All of that success, not to mention Nicole Evensen's impressive physical conditioning, made the two blood clots that were found near her brain that much harder to explain. According to the Evensens' mother, Leeza Evensen, the two clots were found within a two-month span, a time frame that convinced doctors she was suffering from a rare form of stroke known as Cerebral Sinovenous Thrombosis.
A year after her diagnosis, Nicole Evensen was in such poor health she couldn't even get out of bed. Now she is back on the tennis court, hoping to partner with her twin sister for one last doubles campaign, despite only playing at "60 percent."
"It feels good to be back out here," Nicole Evensen told the Tribune. "It's irritating when you can't do it and you're just watching. … My stamina has gone way down."
Meanwhile, Alyssa Evensen hardly suffers from a lack of endurance … or any other shortcomings on the court. In fact, as the healthy Evensen twin continued to exert dominance on the court, she said her sister's absence was what she struggled with most.

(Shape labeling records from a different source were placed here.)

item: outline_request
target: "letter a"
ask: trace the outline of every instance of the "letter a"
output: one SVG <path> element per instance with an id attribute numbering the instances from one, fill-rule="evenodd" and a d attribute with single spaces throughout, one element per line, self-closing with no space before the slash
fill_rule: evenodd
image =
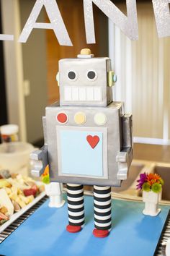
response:
<path id="1" fill-rule="evenodd" d="M 45 7 L 50 23 L 38 23 L 36 20 Z M 26 43 L 33 28 L 52 29 L 60 45 L 72 46 L 66 27 L 62 19 L 58 4 L 55 0 L 37 0 L 32 12 L 22 31 L 19 42 Z"/>
<path id="2" fill-rule="evenodd" d="M 170 36 L 169 0 L 153 0 L 157 32 L 159 38 Z"/>
<path id="3" fill-rule="evenodd" d="M 126 17 L 110 0 L 84 0 L 87 43 L 95 43 L 93 6 L 95 4 L 131 40 L 138 39 L 136 0 L 127 0 Z"/>

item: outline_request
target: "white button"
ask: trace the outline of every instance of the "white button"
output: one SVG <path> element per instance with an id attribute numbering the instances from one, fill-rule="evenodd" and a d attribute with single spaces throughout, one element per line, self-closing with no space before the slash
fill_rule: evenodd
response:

"I think it makes her happy to be involved again," Alyssa Evensen told the Tribune. "I think the worst thing for her was when I had to go off to a tournament, she had to stay home. Or when she did come with us, she couldn't play and didn't have much fun."
Now the Evensen twin tennis terrors are back together again, just as they have been for much of their lives, ever since both were handed a racquet at the tender age of 2. The unified force of the two sisters should make Skyline's prospects even brighter … and more intimidating for the rest of the state.
"It feels good to have her with me again," Alyssa said of her sister, who was the Class 5A state champion at No. 3 singles as a freshman in 2008. "It kind of feels like old times."